Another example of shrewd and ready humour in one of that class is the following:—In this case the idiot was musical, and earned a few stray pence by playing Scottish airs on a flute. He resided at Stirling, and used to hang about the door of the inn to watch the arrival and departure of travellers. A lady, who used to give him something occasionally, was just starting, and said to Jamie that she had only a fourpenny piece, and that he must be content with that, for she could not stay to get more. Jamie was not satisfied, and as the lady drove out, he expressed his feelings by playing with all his might, “O wearie o’ the toom pouch[173].”
The spirit in Jamie Fraser before mentioned, and which had kept him awake, shows itself in idiots occasionally by making them restless and troublesome. One of this character had annoyed the clergyman where he attended church by fidgeting, and by uncouth sounds which he uttered during divine service. Accordingly, one day before church began, he was cautioned against moving, or “making a whisht,” under the penalty of being turned out. The poor creature sat quite still and silent, till, in a very important part of the sermon, he felt an inclination to cough. So he shouted out, “Minister, may a puir body like me noo gie a hoast[174]?”
I have two anecdotes of two peers, who might be said to come under the description of half-witted. In their case the same sort of dry Scotch humour came out under the cloak of mental disease. The first is of a Scottish nobleman of the last century who had been a soldier the greater part of his life, but was obliged to come home on account of aberration of mind, superinduced by hereditary propensity. Desirous of putting him under due restraint, and at the same time of engaging his mind in his favourite pursuit, his friends secured a Sergeant Briggs to be his companion, and, in fact, keeper. To render the sergeant acceptable as a companion they introduced him to the old earl as Colonel Briggs. Being asked how he liked “the colonel,” the earl showed how acute he still was by his answer, “Oh, very well; he is a sensible man, and a good soldier, but he smells damnably of the halbert.”

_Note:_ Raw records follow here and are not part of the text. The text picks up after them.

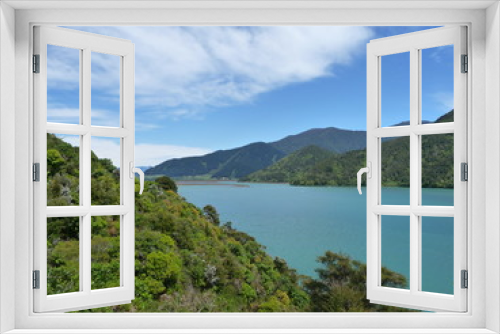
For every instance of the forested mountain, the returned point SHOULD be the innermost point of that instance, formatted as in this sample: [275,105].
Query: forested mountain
[331,139]
[185,259]
[340,169]
[232,164]
[241,161]
[291,166]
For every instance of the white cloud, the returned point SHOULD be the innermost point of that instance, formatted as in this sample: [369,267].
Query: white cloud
[445,100]
[188,70]
[58,113]
[145,154]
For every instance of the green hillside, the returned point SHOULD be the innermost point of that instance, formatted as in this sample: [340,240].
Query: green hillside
[340,169]
[231,164]
[185,259]
[332,139]
[291,166]
[241,161]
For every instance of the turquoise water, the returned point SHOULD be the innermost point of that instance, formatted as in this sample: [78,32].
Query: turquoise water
[301,223]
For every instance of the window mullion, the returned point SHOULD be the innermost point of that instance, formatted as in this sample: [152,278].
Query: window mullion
[414,171]
[85,236]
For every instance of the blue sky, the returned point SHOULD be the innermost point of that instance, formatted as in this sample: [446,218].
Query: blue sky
[200,89]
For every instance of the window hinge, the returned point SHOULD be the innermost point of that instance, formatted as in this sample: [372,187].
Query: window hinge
[465,64]
[36,63]
[36,279]
[465,279]
[465,171]
[36,172]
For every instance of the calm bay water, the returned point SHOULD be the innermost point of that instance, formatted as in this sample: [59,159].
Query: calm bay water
[299,224]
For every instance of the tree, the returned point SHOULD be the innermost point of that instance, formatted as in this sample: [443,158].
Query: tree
[211,214]
[341,286]
[166,183]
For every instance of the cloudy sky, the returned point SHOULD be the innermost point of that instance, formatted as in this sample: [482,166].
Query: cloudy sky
[200,89]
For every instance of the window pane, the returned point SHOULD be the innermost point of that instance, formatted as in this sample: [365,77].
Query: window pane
[105,252]
[63,170]
[395,89]
[106,171]
[396,171]
[437,254]
[437,170]
[63,255]
[395,252]
[105,90]
[437,84]
[63,85]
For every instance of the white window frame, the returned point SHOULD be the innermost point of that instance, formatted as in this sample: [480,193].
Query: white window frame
[414,43]
[86,44]
[484,103]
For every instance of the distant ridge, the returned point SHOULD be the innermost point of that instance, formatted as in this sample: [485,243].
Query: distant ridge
[332,139]
[231,164]
[313,166]
[238,162]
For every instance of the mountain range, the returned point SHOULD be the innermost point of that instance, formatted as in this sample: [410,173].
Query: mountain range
[321,156]
[239,162]
[312,165]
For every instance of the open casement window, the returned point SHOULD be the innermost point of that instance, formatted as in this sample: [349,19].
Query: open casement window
[428,226]
[65,274]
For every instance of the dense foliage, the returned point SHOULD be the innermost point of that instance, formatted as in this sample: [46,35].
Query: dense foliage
[185,259]
[313,166]
[341,286]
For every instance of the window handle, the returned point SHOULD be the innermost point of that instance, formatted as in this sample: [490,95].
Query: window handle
[139,171]
[368,171]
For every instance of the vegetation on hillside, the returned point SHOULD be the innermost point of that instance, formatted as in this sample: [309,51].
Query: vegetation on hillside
[185,259]
[314,166]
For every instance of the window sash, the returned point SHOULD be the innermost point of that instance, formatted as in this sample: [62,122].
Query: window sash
[86,297]
[414,297]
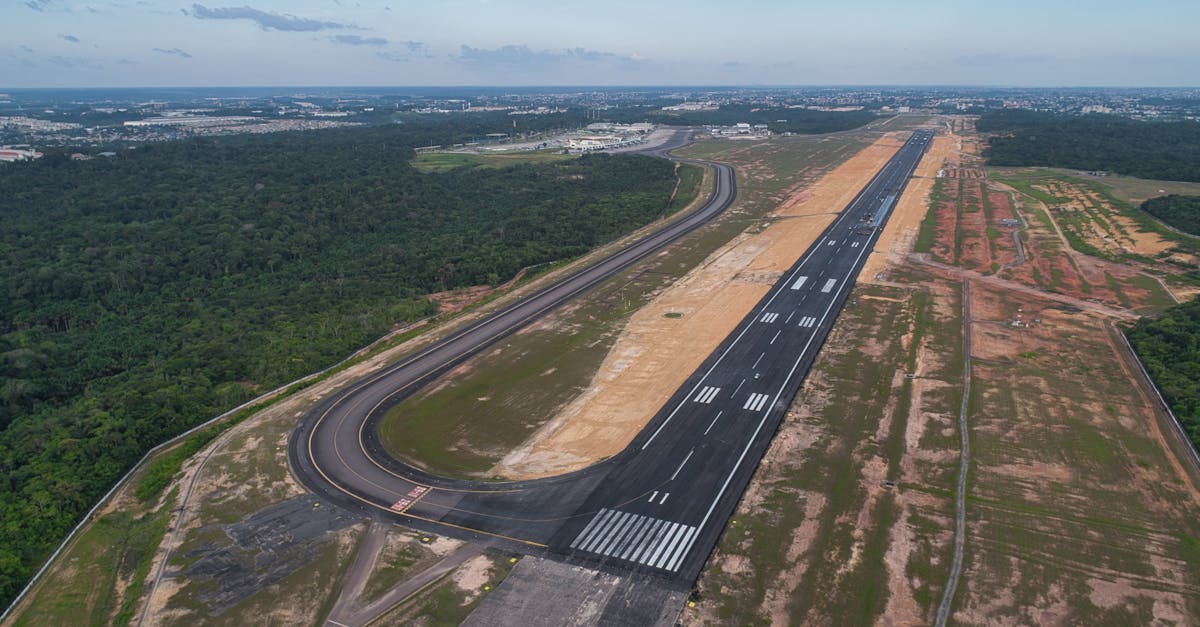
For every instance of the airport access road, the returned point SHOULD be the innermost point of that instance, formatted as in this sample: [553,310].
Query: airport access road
[659,506]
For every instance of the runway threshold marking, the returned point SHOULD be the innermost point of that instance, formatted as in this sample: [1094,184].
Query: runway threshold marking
[755,401]
[636,538]
[707,394]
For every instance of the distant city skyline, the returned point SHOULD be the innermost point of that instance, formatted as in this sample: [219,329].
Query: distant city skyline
[617,42]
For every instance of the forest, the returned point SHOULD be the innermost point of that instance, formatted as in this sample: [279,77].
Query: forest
[145,293]
[1177,212]
[1169,346]
[1108,143]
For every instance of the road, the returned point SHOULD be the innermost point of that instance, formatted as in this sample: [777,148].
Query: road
[660,505]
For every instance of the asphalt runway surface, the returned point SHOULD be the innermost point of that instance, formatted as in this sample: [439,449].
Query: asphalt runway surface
[657,508]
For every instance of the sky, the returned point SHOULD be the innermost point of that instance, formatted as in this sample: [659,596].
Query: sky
[588,42]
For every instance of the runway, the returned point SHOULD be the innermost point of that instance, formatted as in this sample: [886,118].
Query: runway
[660,505]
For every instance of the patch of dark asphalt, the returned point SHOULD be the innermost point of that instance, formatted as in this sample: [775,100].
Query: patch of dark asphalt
[265,548]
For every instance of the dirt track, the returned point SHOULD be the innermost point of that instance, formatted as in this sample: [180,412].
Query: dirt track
[655,352]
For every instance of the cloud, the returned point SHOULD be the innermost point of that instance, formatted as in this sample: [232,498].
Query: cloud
[175,52]
[394,57]
[413,49]
[354,40]
[75,63]
[264,19]
[523,57]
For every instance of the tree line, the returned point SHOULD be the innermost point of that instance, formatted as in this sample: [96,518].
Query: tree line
[145,293]
[1175,210]
[1108,143]
[1169,346]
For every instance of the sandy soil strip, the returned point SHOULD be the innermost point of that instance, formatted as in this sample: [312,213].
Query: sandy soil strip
[655,353]
[900,232]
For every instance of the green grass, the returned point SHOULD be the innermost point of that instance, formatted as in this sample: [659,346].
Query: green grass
[462,424]
[448,161]
[928,233]
[828,589]
[444,603]
[82,589]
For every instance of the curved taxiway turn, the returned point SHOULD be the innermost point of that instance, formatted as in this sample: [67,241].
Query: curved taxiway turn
[658,506]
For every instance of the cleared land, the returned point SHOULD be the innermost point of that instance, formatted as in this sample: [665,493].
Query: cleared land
[529,387]
[1078,512]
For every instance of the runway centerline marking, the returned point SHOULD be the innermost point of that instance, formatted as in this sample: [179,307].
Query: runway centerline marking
[679,469]
[718,417]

The second anecdote relates also to a Scottish nobleman labouring under aberration of mind, and is, I believe, a traditionary one. In Scotland, some hundred years ago, madhouses did not exist, or were on a very limited scale; and there was often great difficulty in procuring suitable accommodation for patients who required special treatment and seclusion from the world. The gentleman in question had been consigned to the Canongate prison, and his position there was far from comfortable. An old friend called to see him, and asked how it had happened that he was placed in so unpleasant a situation. His reply was, “Sir, it was more the kind interest and patronage of my friends than my own merits that have placed me here.” “But have you not remonstrated or complained?” asked his visitor. “I told them” said his lordship, “that they were a pack of infernal villains.” “Did you?” said his friend; “that was bold language; and what did they say to that?” “Oh,” said the peer, “I took care not to tell them till they were fairly out of the place, and weel up the Canongate.”